I am a junky for the weird and wonderful (when it comes to grapes, in many other aspects of my life I’m decidedly pedestrian) and I’m pretty sure the first time I came across Art Wine was the Graciano. If I recall correctly, I used that wine for a spot of corporate training where it was very well received.
Graciano is a grape that hails from Rioja, where it plays second fiddle, and then some, in the quantity stakes to Tempranillo.
I am quite a fan of Spain (go out and buy the latest edition of James Halliday’s Wine Companion Magazine to read about my adventures in Rioja) and I think there’s plenty of good wine being made in South Australia from grapes of Spanish origin. The wines produced here are quite different in character to those which originate on the Iberian peninsula, but they are delicious (and often very approachable) wines.

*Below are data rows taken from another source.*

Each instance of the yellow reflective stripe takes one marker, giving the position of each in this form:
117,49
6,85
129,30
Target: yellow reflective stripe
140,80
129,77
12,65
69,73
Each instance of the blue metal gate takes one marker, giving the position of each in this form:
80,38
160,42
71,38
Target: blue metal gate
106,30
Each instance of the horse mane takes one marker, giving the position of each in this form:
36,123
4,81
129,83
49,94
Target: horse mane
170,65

The Art Wine Tempranillo definitely falls into this category. You won’t be mistaking it for a Rioja (well, I wasn’t) but it is a lovely, moreish wine. This wine lasted three days in our household and my tasting notes were written on day 2. I thoroughly enjoyed it on all three days … and of course by day three I was disappointed that there was little more than a glass left in the bottle.
In the glass, the wine is very dense and purple in colour, just tending to ruby.
The nose is reasonably pronounced and red fruit dominated: think red cherry and raspberry jam, but there is something savoury lingering in the background.
The palate reflects this with some added complexity. There’s good acidity and soft tannins, and while there is a ton of fresh black and red fruit, it is balanced by earthy notes and a decided savoury finish. One the second day the alcohol was slightly more apparent but the wine was still well balanced.
A really lovely wine and one which I would buy again without hesitation.
$26 from Cellarbrations, Flagstaff Hill.